A study published in JAMA Network Open found that nearly half of clinicians using an ambient AI clinical documentation tool reported positive outcomes.
The tool, Dragon Ambient eXperience (DAX) Copilot from health IT vendor Nuance, leverages automatic speech recognition and natural language processing to draft electronic health record (EHR) documentation based on patient-provider conversations.
The nonrandomized clinical trial included family medicine, internal medicine, and general pediatrics clinicians from outpatient clinics in North Carolina and Georgia within Atrium Health. Those who participated received an hour of training on the AI tool.
Researchers compared the intervention group with a control group, which included clinicians encouraged to participate as controls by service line leaders and those who initially expressed interest in the AI tool but chose not to proceed after informational sessions.

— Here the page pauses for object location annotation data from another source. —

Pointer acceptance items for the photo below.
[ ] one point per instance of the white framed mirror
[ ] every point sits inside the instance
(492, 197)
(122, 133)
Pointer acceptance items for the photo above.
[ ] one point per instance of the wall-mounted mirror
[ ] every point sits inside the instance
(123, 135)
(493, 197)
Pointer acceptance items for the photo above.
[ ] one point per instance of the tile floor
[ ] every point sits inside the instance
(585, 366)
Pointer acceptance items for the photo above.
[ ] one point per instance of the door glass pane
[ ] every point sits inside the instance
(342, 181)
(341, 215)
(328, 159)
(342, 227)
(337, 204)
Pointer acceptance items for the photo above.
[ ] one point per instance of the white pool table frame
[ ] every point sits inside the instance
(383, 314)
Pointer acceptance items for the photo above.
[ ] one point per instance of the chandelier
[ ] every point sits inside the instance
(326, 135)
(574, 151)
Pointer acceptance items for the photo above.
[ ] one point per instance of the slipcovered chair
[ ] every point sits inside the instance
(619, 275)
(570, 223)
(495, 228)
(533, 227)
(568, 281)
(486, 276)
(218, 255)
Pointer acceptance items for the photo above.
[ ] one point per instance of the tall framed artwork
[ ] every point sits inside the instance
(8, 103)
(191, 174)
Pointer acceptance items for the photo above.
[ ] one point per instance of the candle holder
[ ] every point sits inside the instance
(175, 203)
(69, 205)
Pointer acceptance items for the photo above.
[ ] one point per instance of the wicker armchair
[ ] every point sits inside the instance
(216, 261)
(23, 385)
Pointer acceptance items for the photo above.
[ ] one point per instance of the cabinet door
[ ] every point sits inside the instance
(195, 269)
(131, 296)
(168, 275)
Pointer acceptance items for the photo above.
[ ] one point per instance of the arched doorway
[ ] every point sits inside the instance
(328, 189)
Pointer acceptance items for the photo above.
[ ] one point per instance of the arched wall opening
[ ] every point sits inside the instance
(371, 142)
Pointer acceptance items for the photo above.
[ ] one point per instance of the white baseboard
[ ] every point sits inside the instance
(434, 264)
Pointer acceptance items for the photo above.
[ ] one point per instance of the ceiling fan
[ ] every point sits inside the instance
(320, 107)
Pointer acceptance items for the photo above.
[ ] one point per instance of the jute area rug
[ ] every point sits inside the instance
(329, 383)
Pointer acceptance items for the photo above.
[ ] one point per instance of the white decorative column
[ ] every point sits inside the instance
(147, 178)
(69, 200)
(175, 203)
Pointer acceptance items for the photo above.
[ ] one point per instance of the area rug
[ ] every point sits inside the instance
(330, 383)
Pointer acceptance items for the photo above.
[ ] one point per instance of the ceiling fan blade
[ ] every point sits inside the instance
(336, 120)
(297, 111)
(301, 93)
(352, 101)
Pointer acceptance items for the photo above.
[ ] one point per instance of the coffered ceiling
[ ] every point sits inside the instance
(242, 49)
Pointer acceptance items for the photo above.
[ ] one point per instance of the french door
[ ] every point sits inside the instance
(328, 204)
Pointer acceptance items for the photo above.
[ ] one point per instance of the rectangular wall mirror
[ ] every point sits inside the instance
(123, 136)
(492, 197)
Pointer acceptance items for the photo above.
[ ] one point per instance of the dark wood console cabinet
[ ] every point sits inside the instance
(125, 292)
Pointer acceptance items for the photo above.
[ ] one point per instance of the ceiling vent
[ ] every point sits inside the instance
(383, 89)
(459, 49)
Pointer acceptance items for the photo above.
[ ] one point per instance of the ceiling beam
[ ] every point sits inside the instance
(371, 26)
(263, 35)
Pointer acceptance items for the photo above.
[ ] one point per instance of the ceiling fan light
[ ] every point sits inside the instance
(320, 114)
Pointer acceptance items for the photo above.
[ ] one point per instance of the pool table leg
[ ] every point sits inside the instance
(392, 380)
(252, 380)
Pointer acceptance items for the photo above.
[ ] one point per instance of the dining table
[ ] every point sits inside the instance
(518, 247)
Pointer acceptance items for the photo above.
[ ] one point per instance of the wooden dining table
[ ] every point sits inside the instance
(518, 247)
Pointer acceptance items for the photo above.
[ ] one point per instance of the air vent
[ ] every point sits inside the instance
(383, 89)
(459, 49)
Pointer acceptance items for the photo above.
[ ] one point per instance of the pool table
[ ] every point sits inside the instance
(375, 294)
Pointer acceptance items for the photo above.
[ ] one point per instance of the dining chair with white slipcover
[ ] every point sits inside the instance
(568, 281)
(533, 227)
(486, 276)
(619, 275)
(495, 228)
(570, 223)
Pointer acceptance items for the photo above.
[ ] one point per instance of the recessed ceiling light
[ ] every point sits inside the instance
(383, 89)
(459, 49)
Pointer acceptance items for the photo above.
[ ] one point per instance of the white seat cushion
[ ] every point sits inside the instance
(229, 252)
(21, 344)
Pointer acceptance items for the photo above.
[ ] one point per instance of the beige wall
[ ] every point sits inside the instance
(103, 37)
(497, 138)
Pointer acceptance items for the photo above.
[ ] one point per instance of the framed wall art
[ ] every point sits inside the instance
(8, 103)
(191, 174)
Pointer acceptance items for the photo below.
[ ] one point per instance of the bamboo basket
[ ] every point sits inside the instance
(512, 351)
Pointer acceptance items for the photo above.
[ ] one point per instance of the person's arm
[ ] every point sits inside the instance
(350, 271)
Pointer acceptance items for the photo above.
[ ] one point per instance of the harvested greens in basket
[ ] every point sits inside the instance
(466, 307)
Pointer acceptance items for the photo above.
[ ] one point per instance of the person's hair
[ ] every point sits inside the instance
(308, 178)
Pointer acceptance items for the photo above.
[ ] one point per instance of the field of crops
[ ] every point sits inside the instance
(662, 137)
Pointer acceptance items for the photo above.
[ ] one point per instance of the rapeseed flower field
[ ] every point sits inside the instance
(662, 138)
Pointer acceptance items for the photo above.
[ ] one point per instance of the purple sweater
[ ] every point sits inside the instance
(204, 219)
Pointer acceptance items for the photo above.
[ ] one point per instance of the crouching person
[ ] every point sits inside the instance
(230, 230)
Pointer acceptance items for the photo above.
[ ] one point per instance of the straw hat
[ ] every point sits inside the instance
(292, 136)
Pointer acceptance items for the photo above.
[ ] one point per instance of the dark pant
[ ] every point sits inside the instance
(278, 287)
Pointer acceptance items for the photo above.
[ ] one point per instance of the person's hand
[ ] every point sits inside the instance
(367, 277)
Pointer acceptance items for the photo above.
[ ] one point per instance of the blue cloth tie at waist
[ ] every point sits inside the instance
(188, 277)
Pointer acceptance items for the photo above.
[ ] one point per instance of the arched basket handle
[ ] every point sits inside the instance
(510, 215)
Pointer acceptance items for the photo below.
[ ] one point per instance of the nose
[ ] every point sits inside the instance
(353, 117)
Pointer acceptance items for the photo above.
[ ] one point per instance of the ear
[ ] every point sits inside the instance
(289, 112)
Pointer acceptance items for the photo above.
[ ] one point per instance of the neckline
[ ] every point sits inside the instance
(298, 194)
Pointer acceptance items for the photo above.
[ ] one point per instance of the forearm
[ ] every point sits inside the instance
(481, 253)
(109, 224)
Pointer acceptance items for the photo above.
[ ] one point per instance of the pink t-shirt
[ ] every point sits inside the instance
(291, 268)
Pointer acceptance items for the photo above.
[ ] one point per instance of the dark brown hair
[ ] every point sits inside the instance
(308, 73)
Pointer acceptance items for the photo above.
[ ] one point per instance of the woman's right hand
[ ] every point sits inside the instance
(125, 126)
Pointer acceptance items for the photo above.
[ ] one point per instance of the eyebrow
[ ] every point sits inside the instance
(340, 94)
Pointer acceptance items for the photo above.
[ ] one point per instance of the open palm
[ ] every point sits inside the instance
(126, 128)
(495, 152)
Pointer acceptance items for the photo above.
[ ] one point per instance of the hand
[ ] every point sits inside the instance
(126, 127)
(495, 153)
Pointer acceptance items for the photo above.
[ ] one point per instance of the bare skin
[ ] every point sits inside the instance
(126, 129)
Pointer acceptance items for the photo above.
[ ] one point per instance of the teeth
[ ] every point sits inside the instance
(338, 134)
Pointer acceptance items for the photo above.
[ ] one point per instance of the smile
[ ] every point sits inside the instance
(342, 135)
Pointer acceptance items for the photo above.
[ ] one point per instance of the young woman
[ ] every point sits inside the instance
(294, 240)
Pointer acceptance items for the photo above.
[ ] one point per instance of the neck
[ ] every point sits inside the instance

A seven-question survey was sent to 230 participants before and five weeks after implementing the AI tool to evaluate its impact on their EHR experience.
The study showed that 47.1% of clinicians using the AI tool reported spending less time on EHR documentation at home, compared to 14.5% in the control group. Additionally, 43.5% of the AI tool users spent less time on clinical documentation post-visit, compared to 18.2% of the control group. Moreover, 44.7% of the intervention group reported reduced frustration with the EHR, compared to 14.5% of controls.
However, around 44.7% of the intervention group and 68.7% of the control group indicated their EHR experiences remained similar before and after the AI tool implementation.
The researchers acknowledged potential selection and recall biases as study limitations and called for further research to identify areas for improvement and explore the impact across different clinician groups and health systems.